I got it to work! Simply change the Arr class in the above code to the following:
class Arr
{
public:
__host__ void init(float* p)
{
int offset = 0;
ALIGN_UP(offset, __alignof(int*));
offset+= sizeof(int*);
ALIGN_UP(offset, __alignof(float*));
cudaMemcpyToSymbol(Dummy, &p, sizeof(float*), offset);
}
//The bug is removed.
int* Dummy;
float* MyPtr;
} ;
All I have done is reference the Myptr in a roundabout way by specifying an offset from Dummy. It appears that the cudaMemcpyToSymbol call is having problems obtaining addresses to data members of the class other than the first member. Is this a bug?
-Debdatta Basu.
Bump!
Sorry for that, but did anyone try it out? I want to get to the bottom of this issue.
Debdatta Basu.
How do you use MyPtr directly in host code when it’s supposed to exist only in device memory?
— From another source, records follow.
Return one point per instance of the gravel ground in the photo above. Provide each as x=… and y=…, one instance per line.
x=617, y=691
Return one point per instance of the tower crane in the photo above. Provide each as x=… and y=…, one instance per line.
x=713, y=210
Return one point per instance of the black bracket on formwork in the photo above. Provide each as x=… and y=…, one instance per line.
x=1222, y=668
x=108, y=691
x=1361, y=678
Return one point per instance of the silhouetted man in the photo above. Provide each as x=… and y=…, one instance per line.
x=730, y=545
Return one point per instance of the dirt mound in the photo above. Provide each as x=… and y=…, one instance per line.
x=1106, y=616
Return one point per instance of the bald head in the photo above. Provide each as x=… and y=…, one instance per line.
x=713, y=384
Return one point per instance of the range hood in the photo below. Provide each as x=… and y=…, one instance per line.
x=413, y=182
Are you sure you are getting correct result?
I suppose in the second case you got it to run only because it’s no longer writing to address 0x00000000, but 0x00000004.
Either you do not put them as symbols or you get their symbol addresses before setting values in them.
I am getting the correct result. The manual says that cudamemcpytosymbol can take symbol names. Hence, I can use MyPtr directly.
const char*
that’s what it means by symbol name.